Service repo.pi.lan with dns failure
{
    "createdAt": "2023-10-20T08:25:48.044Z",
    "id": "tMDrMbYelmZx3nXe01ZJi",
    "tags": {},
    "updatedAt": "2023-10-20T08:29:46.760Z",
    "config": {},
    "configs": [
        "xxx",
        "xxx"
    ],
    "encryptionRequired": true,
    "name": "https.repo.pi",
    "permissions": [
        "Bind",
        "Dial"
    ],
    "postureQueries": [],
    "roleAttributes": [
        "host-pi.lan"
    ],
    "terminatorStrategy": "smartrouting"
}
Host config repo.pi.lan
{
    "createdAt": "2023-10-20T08:25:11.409Z",
    "tags": {},
    "updatedAt": "2023-10-20T08:25:11.409Z",
    "configType": {
        "name": "host.v1"
    },
    "data": {
        "address": "127.0.0.1",
        "port": 443,
        "protocol": "tcp"
    },
    "name": "https.repo.pi.host.v1"
}
Intercept config repo.pi.lan
{
    "createdAt": "2023-10-20T08:24:44.560Z",
    "tags": {},
    "updatedAt": "2023-10-20T08:24:44.560Z",
    "configType": {
        "name": "intercept.v1"
    },
    "data": {
        "addresses": [
            "repo.pi.lan"
        ],
        "portRanges": [
            {
                "high": 443,
                "low": 443
            }
        ],
        "protocols": [
            "tcp"
        ]
    },
    "name": "https.repo.pi.intercept.v1"
}
Service Bind Policy pi.lan
{
    "createdAt": "2023-10-15T11:39:59.910Z",
    "tags": {},
    "updatedAt": "2023-10-18T14:45:31.866Z",
    "identityRoles": [
        "@fT.ysX8d3"
    ],
    "identityRolesDisplay": [
        {
            "name": "@pi.lan",
            "role": "@fT.ysX8d3"
        }
    ],
    "name": "pi.lan-hosted",
    "postureCheckRoles": null,
    "postureCheckRolesDisplay": [],
    "semantic": "AnyOf",
    "serviceRoles": [
        "#host-pi.lan"
    ],
    "serviceRolesDisplay": [
        {
            "name": "#host-pi.lan",
            "role": "#host-pi.lan"
        }
    ],
    "type": "Bind"
}

The Dial Policies are uninteresting, as all devices can access all services for now.
curl: (6) Could not resolve host: repo.pi.lan happened two days ago in a drone runner job, which was running in a docker container.
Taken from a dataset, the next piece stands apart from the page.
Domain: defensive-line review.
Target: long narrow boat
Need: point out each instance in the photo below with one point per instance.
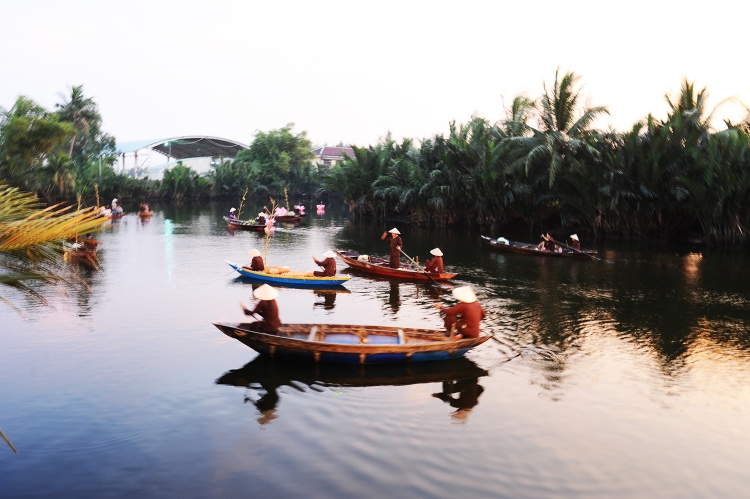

These dns problems occur sporadically in my opinion.
It may have something to do with ziti or the services/configurations on the host itself, i currently cannot tell, only observe.
The dns failures do and did not coincide with the upload failures.

As i tried to upload a docker image via drone job, it went up to 30 minutes and then failed with "could not connect to server", with the ziti ip address as the target.
I then tried to do it manually on the host itself, with the docker cli, but then it got stuck and i needed to restart the docker daemon.
I think i tried it without ziti afterwards, with /etc/hosts entries etc. and then it worked relatively fast.

The dns and connectivity problems are not limited to one service, but multiple services may be affected.
Just a side-note, on android, the app does not seem to work that well. Sometimes it works in specific apps, often/nearly always it does not work in firefox etc, but thats another topic.

Thanks for sharing the details. I have a suspicion about the dns issues that you're seeing, and I'm working on a fix for it. I'll set up a scenario similar to yours once I have something to test.

1 Like

Hi there. Just FYI I haven't forgotten about you. I'm working on an issue that causes the tunneler to stop handling network i/o while hostnames are being looked up, and vice-versa. There may be other issues that lead to your situation but I wanted to get this one out of the way first. I should have a PR ready by early next week.

1 Like

Hello again. It's taken longer than I anticipated, but I've made the ziti-edge-tunnel fixes that I suspect will improve the situation for you. The PR is up but not yet approved. I don't expect approval until later this week, as most of the core team is busy this week with travel and major changes to the controller and routers.

If you have some appetite for adventure and would like to let me know if my fixes help before they make it into the next release of ziti-edge-tunnel, you can get them from the GitHub workflow build for the PR.

edit:

ziti-edge-tunnel 0.22.13 includes the fixes that I've been talking about, and it's currently available as a pre-release. Let me how it goes if you have a chance to try it out.